In the case of scheduled backup activities, the CTS activity isn’t the main task, but initiates the backup task, which then runs to completion in whatever time it takes. Accurate rescheduling is thus accomplished by the scheduled XPC activity completing quickly, ensuring that rescheduling doesn’t drift over time. It’s also up to the CTS activity to detect whether the previous main task has completed. This is particularly relevant to backups, which can take several hours. In those circumstances the main task doesn’t initiate another backup, but cancels that and leaves CTS to schedule the next.
DAS-CTS scheduling is now well-proven with macOS system activities whose timing is best kept flexible, and adapts with thermal load and other conditions.
Third parties, including users, are most unlikely to negotiate the complexities of DAS-CTS, and rely instead on conventional
launchd scheduling of repeated tasks. In this, a simple LaunchAgent might be used with RunAtLoad set to true, and a StartInterval of 3600 seconds, to run a task every hour.
That won’t be scheduled or dispatched by DAS. Instead, typical log highlight entries from
launchd might read:
6.245204 gui/501/co.eclecticlight.blowhole internal event: WILL_SPAWN, code = 0
6.245853 gui/501/co.eclecticlight.blowhole xpcproxy spawned with pid 51928
6.251844 gui/501/co.eclecticlight.blowhole service state: running
6.251862 gui/501/co.eclecticlight.blowhole Successfully spawned blowhole because interval
6.258190 co.eclecticlight.blowhole Blowhole snorted!
6.258590 gui/501/co.eclecticlight.blowhole exited due to exit(0)
6.258610 gui/501/co.eclecticlight.blowhole service state: not running
6.258661 launchd removing child: pid/51928
which ran my
blowhole command tool, which doesn’t itself use XPC, to write the log entry Blowhole snorted!
That runs the task every hour exactly, regardless of other activities and conditions. In most circumstances, this is most appropriate. For instance, daily backups are normally run in the small hours of the morning.

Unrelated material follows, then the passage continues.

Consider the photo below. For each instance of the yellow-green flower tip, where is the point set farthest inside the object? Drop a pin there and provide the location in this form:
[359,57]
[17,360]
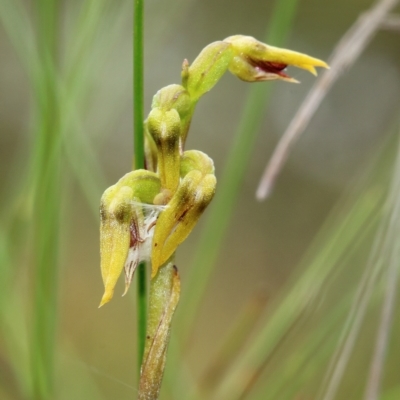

Heavier tasks which might clash with user activity are less suitable, though.
Priority and core allocation
Although priority is conventionally set in the property list for an activity, activities requiring significant computing resources should normally set their own Quality of Service (QoS) for their threads, which is then used to allocate those threads to the two different CPU core types in Apple silicon Macs. In any case, QoS set in property lists appears to be adjusted for use by DAS-CTS, for instance a Background QoS of 9 may be passed to scheduling as 5 instead. QoS moderation by macOS doesn’t appear to have been investigated or documented.